Com isso, vê-se que agrupar, estereotipar e classificar comportamentos, e


portanto, indivíduos é uma necessidade de organizar e disciplinar a sociedade,
sendo o diagnóstico provido dos especialistas em saúde mental um reflexo
disto. Esta necessidade social manifesta-se presente desde a antiguidade,
sendo a loucura apenas mais uma forma de caracterização e agrupamento.
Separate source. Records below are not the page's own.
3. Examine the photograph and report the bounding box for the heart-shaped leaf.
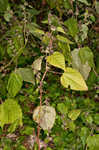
[33,105,56,130]
[61,67,88,91]
[0,99,22,128]
[47,52,65,70]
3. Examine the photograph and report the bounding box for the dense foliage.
[0,0,99,150]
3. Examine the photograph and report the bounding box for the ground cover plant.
[0,0,99,150]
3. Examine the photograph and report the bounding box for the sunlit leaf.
[7,72,23,97]
[79,47,94,67]
[0,99,22,128]
[95,0,99,14]
[33,105,56,130]
[68,109,81,120]
[72,49,91,80]
[61,68,88,91]
[47,52,65,70]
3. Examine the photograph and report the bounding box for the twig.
[0,43,27,72]
[37,62,48,150]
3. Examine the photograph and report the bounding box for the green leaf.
[61,67,88,91]
[15,68,35,84]
[94,113,99,125]
[56,35,73,44]
[95,1,99,14]
[79,47,94,67]
[78,0,90,6]
[0,0,8,12]
[64,18,79,38]
[7,72,23,97]
[33,105,56,130]
[58,42,71,64]
[47,52,65,70]
[86,134,99,150]
[80,24,88,41]
[72,49,91,80]
[80,127,90,147]
[68,109,81,120]
[0,99,22,128]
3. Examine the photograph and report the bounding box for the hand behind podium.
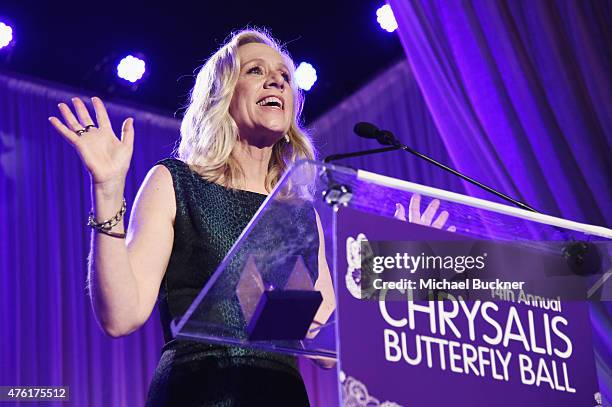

Apesar da designação da palavra sofrer alterações ao longo do tempo, um
aspecto crucial sempre foi preservado: a loucura é sempre associada a uma
personalidade e/ou comportamento inadequado socialmente. Mas a constante
necessidade do Doutor Simão em conhecer profundamente o fenômeno da
loucura e defini-la precisamente, deveria então atingir os cientistas atuais? Não
apenas em Itaguaí - mas em todas as cidades, regiões e sociedades - vê-se
que não há um ser humano se quer que não possua uma mínima parte da sua
personalidade que não compatibilize com os valores e princípios do seu grupo
social pertencente. E assim mais uma vez é retomado o questionamento: todos
então são loucos? Quais os critérios para caracterizar alguém como louco? A
obra induz esta reflexão do inicio até depois do seu fim, do mesmo modo em
que este texto iniciou-se com essas e irá finalizar sem uma resposta concreta.
Se perceber a loucura como um agir diferente do padrão, talvez a loucura seja
uma característica interessante de se possuir? Não se sabe. Talvez a
verdadeira loucura seja não reconhecer a singularidade de cada um, a
imperfeição do ser em relação ao pré-estabelecido socialmente. Talvez ainda,
o louco pode ser aquele que possui a necessidade de poder e dominação.
Ainda assim, talvez o Doutor Simão conseguiu validar o que tanto queria: a sua
teoria. Talvez louco mesmo era ele, representação daquele que se considera
perfeito e que espera comportamentos dos demais condizentes apenas com o
seu agir. Não se sabe. A loucura até os dias atuais deixa brechas para que
cada um a conceitue, e talvez, a si mesmo caracterize – qualificando-o ou não.